Les derniers rayons du soleil peinent à percer l’épaisse canopée des forêts primaires du sud-est du Liberia. Les plus téméraires s’échouent dans la fumée du camp de base du parc national de Sapo. C’est bientôt l’heure du repas pour Cia Kombou, écogarde, et les membres de sa patrouille exclusivement féminine. Si la composition de cette équipe mérite d’être soulignée, c’est que les femmes sont aujourd’hui au cœur de nouvelles méthodes de conservation des grandes forêts tropicales primaires sur plusieurs continents. Avec ses plus de 5000 km2 de forêts à cheval entre le Liberia et la Côte d’Ivoire, Taï-Grebo-Sapo fait figure d’exception dans la préservation des forêts primaires d’Afrique de l’Ouest, alors que la Côte d’Ivoire a perdu presque toutes ses forêts en un demi-siècle — il ne reste que 6 % de couvert forestier — et que le Liberia pourrait bientôt vivre le même drame. De part et d’autre de la frontière, les ONG locales et internationales misent sur les femmes des communautés riveraines pour protéger ces forêts primaires. Elles sont recrutées comme écoguides, écogardes ou relais communautaires. Selon ces organismes, la santé économique d’un village reflète celle de la forêt. Plus concrètement : si un foyer dispose de ce dont il a besoin, il n’a pas à puiser dans la forêt. Dans cette équation et selon certaines chercheuses et initiatives sur le terrain, les femmes s’avéreraient souvent plus efficaces. « Quand les femmes sont impliquées dans la conservation, la forêt est protégée, résume Lucky, directrice du Sapo Ecolodge Enterprise. S’il n’y en a plus, nous ne vivrons plus ; la forêt est notre avenir. »

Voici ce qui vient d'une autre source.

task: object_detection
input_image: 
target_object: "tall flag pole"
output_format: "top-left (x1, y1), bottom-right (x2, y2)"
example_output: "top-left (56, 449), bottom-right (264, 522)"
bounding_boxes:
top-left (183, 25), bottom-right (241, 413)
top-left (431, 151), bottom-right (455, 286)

1 Les écogardes du sud du parc national de Grebo-Krahn. Dans cette région, elles sont six femmes à composer des patrouilles mixtes. À leur retour de patrouille, les écogardes effectuent des opérations de sensibilisation auprès de leurs concitoyens. Paul Lemaire
2 À gauche : Ma’Nellie est une écogarde du parc de Grebo-Krahn. Elle se tient dans son salon en dur, qu’elle a pu construire grâce à sa paie. Au mur, les photos de ses enfants et petits-enfants. « Ce travail me vaut le respect de ma communauté. Les hommes nous écoutent quand on leur dit de ne pas aller en forêt. » Le statut social que l’emploi confère aux femmes permet de changer les habitudes des villageois sur leurs activités dans la forêt, selon une gran... [Courte citation de 8% de l'article original]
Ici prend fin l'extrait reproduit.